Were the Covenant a carefully drawn legal document (instead of a legal-sounding document drawn up largely by politically oriented clergy, some of whom were very angry), the text would specify the exact form by which adoption must be declared to the Communion, and there would be a deadline for adoption. Failure to declare adoption before the deadline would be construed as rejection.
Not only has the Covenant not been subject to reasonable, unambiguous adoption procedures, but also it authorizes churches to act in certain circumstances as if it had adopted the pact.
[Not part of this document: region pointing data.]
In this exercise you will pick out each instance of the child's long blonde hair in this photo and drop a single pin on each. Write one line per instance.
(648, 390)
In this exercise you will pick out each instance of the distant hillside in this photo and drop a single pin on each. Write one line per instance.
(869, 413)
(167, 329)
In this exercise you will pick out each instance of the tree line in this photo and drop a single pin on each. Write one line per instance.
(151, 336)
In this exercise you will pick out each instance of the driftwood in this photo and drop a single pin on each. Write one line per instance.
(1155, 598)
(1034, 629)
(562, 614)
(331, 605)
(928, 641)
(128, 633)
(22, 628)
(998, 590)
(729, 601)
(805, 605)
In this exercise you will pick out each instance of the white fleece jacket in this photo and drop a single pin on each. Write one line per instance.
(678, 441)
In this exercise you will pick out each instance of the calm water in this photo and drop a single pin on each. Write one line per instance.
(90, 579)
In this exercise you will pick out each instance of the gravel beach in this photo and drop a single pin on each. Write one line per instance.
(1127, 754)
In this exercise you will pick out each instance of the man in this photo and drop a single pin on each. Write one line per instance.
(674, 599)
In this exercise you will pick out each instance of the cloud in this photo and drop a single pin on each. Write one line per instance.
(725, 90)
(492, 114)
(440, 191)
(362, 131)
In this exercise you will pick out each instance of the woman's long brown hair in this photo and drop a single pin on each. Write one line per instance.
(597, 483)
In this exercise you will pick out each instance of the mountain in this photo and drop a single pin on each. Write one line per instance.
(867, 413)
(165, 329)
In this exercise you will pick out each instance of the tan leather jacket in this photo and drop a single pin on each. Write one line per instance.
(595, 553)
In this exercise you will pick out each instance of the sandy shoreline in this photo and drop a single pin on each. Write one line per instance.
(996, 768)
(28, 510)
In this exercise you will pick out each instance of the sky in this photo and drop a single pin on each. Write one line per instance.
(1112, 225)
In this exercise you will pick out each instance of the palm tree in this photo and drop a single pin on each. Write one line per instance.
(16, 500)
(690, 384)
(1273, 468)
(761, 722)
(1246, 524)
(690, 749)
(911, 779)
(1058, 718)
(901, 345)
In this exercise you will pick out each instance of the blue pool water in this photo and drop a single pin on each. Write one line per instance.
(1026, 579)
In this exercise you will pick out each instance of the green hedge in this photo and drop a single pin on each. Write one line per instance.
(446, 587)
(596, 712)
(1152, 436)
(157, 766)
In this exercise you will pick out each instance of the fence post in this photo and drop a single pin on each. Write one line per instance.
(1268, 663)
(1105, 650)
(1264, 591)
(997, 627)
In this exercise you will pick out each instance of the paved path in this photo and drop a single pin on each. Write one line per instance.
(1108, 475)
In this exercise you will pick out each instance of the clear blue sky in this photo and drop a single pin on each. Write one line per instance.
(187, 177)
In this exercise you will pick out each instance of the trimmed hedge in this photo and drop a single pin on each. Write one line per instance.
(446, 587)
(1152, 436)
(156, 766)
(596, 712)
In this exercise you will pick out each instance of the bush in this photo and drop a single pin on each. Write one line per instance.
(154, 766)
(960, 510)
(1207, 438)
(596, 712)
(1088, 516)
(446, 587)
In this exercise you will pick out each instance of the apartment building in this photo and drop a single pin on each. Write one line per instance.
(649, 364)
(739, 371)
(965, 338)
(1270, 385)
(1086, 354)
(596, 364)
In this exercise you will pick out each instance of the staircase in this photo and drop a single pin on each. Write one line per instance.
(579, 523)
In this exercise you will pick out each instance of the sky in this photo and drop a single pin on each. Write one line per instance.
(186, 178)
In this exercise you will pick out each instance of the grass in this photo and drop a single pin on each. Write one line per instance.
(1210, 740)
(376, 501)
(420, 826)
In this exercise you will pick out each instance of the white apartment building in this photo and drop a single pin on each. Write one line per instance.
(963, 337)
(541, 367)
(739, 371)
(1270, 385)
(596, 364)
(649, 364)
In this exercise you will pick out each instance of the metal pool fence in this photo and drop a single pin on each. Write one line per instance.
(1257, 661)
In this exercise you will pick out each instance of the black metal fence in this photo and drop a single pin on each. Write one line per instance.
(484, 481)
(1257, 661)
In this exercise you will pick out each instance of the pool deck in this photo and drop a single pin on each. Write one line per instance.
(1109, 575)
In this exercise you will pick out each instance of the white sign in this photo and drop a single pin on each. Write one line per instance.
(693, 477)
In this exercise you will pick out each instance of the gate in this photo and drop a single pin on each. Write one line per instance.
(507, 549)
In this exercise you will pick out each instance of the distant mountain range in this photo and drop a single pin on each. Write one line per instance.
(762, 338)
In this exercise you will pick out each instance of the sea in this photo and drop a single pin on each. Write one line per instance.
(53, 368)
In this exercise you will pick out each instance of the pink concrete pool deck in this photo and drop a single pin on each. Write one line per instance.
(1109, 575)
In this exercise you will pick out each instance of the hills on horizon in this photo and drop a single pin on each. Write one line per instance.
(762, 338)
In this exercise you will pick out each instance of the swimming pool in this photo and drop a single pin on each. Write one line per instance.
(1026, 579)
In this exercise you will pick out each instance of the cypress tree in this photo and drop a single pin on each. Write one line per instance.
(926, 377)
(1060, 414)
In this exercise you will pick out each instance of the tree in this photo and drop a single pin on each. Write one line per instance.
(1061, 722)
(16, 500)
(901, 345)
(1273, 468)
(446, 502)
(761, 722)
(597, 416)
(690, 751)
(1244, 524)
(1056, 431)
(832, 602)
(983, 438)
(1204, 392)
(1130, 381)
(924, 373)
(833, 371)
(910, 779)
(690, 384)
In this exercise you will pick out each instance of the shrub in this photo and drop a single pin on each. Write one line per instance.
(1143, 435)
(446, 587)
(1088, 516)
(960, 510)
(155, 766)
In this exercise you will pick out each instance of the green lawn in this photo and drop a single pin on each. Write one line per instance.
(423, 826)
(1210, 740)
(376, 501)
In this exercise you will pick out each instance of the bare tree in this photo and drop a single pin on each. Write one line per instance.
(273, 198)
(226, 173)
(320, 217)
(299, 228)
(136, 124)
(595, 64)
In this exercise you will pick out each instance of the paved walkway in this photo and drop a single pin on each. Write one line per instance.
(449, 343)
One might imagine the Church of England attempting and failing to adopt the Covenant every five years. There could be no end to it. On the other hand, Southeast Asia “acceded” to the Covenant but added a “Preamble to the Letter of Accession” that, like Lewis Carroll’s Humpty Dumpty, asserts that the words of the Covenant mean only what that province says they mean. Somewhat less arrogantly, Ireland “subscribed” to the Covenant, seemingly circumscribing its effect on the Irish church. How the actions of Southeast Asia or Ireland differ from that of, say, Mexico, which simply let its “yes” be “yes,” is anyone’s guess.
But let me return to the Church of England for a moment. According to §4.2.8 of the Covenant text,
Participation in the decision making of the Standing Committee or of the Instruments of Communion in respect to section 4.2 [The Maintenance of the Covenant and Dispute Resolution] shall be limited to those members of the Instruments of Communion who are representatives of those churches who have adopted the Covenant, or who are still in the process of adoption.“Questions” about the actions of a church can only be raised with respect to a church that has adopted the Covenant (§4.2.3). If the Church of England has not definitively rejected the Covenant, even though its dioceses have essentially voted down adoption of it, would not the church get the best of both worlds? It would have no obligations to satisfy any other churches with its behavior, yet it could argue that it is “still in the process of adoption,” since adoption had not actually been precluded. Therefore, representatives of the Church of England, including, of course, the Archbishop of Canterbury, could serve as they always have. This peculiar state of affairs could go on indefinitely.
Churches could object that failure to approve is, in fact, rejection, and assert that the Church of England was no longer “still in the process of adoption.” Who would adjudicate such a claim? According to §4.2.2, the Standing Committee “shall monitor the functioning of the Covenant in the life of the Anglican Communion on behalf of the Instruments.” Would the Standing Committee, chaired by the Archbishop of Canterbury, whose authority hung in the balance, decide the matter? Would the Archbishop of Canterbury recuse himself? Would the Church of England find itself in the second tier of the Anglican Communion. God only knows!
All this just goes to show what an incompetently drawn document the Covenant is. Some have feared that the Covenant could have the Communion arguing about how many angels can dance on the head of a pin. Verily, I say unto you, it could have us arguing about who is allowed to count the dancing angels and what methods of enumeration may be used.
What does all this mean for The Episcopal Church. It means, I think, that we should try to drive a stake through the heart of this misbegotten Covenant. We should pass a resolution at the 2012 General Convention stating that (1) we are, and expect to continue to be, a member of the Anglican Communion, but that (2) we decline to adopt the Anglican Covenant. We should not simply vote down a resolution to adopt the Covenant.